A quoi ressemble cette pièce? On synthétise ce qu’en disait le musicologue Keith Potter: c’est une partition composée de 53 modules; chaque musicien de l’ensemble donnant la pièce doit jouer chacune de ces phrases, et la répéter autant de fois qu’il le souhaite avant de passer au motif suivant. C’est donc une pièce semi-improvisée, exécutable par n’importe quel instrument. Et ça sonne comment? Comme un train lancé à toute vitesse dans une énorme botte de foin. Autrement dit: c’est une œuvre qui propulse, faite d’un biotope de petits motifs répétés et empilés, d’animalcules sonores qui s’orientent comme par une forme de magnétisme – à savoir celui des instrumentistes à l’écoute les uns des autres. C’est hypnotique et beau comme les phénomènes d’accrétion.

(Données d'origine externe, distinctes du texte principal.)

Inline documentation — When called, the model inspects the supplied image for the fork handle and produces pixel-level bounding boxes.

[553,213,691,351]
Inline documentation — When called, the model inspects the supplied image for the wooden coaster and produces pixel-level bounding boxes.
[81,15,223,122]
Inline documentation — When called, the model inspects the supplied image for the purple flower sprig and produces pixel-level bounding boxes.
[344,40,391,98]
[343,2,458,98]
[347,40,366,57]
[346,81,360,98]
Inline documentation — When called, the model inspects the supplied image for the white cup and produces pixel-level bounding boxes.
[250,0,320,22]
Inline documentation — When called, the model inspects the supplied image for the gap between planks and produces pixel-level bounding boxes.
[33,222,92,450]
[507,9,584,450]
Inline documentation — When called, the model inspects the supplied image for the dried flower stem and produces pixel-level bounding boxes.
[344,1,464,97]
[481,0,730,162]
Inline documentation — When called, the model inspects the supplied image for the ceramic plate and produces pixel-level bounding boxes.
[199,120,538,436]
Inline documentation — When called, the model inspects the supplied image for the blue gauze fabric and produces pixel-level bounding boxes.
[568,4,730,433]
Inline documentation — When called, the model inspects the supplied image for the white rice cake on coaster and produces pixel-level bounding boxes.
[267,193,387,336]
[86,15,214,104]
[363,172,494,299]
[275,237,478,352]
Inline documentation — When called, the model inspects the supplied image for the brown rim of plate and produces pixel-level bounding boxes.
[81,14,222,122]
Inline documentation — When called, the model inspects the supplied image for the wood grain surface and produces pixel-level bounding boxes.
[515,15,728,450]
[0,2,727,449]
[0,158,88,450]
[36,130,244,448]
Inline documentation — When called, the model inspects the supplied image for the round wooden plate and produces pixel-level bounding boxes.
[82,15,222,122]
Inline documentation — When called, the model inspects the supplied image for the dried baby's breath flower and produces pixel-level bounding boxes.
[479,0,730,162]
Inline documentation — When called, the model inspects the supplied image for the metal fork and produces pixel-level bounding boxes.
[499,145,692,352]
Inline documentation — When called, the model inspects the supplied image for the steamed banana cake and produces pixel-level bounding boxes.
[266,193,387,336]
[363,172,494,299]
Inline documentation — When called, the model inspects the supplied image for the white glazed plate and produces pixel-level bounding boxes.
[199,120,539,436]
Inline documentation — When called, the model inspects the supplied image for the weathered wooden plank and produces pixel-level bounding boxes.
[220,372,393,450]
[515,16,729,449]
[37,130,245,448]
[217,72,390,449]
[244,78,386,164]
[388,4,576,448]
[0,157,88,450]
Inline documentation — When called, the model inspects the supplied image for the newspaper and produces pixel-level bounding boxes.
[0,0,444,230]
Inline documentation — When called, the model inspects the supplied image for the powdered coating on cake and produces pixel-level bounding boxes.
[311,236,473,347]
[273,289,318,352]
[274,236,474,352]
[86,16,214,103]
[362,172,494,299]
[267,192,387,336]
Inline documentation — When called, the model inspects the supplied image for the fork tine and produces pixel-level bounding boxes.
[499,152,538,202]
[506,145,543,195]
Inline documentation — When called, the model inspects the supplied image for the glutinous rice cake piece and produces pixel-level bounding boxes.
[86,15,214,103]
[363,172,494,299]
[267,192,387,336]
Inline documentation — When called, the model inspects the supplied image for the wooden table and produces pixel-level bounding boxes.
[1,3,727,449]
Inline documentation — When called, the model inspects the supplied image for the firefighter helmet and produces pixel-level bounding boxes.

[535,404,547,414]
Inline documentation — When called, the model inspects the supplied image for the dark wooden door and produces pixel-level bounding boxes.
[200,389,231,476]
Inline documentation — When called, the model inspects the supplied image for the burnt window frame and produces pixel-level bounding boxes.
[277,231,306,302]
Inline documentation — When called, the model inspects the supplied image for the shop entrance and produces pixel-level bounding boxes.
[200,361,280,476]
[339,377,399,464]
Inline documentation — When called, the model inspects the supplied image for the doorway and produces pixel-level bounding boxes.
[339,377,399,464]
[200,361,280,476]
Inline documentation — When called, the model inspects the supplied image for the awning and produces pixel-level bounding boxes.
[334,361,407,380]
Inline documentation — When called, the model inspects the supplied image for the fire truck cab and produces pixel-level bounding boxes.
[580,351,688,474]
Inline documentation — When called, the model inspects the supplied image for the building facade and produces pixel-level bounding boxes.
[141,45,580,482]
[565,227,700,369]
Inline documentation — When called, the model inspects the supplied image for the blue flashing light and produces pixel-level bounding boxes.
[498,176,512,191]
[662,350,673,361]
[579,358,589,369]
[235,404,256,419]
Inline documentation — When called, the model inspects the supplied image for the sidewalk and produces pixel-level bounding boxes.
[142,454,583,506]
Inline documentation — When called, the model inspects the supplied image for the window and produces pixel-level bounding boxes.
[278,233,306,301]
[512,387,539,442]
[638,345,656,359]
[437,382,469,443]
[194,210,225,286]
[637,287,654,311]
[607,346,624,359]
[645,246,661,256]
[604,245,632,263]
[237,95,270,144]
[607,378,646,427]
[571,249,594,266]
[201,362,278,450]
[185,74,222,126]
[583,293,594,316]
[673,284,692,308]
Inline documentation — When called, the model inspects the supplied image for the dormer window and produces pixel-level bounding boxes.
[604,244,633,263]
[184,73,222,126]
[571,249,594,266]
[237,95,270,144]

Cette expérience, les Young Gods ne la tentent pas tous seuls. Pour donner à In C l’ampleur que cette pièce mérite, Franz Treichler, Bernard Trontin et Cesare Pizzi ont été appelés à s’associer à la Landwehr de Fribourg: aujourd’hui dirigé par Benedikt Hayoz – l’initiateur du projet –, cet ensemble légendaire alignera huit dizaines d’instrumentistes, répartis entre souffleurs (cuivres et bois) et percussionnistes. Autant dire, dans la confrontation avec les Young Gods et sous le patronage semi-directif de Terry Riley, une magnifique machine à vacarme contrôlé. Les quelques bribes de répétition qu’on a pu glaner sur le web le confirment: cette nouvelle itération du In C promet un magnifique objet à l’hybridité stable, un implacable continuum sonore qui tout à la fois vous projette et vous enlace. Comme le disait le chef Hayoz pas plus tard qu’hier à nos confrères de La Liberté: «Plus les spectateurs seront nombreux, plus la prestation sera intéressante car lors de cette expérience unique, le public sera immergé totalement dans le son. C’est plus une performance qu’un concert.» Et ce sera l’occasion de se perdre avec liesse dans une jungle d’échos.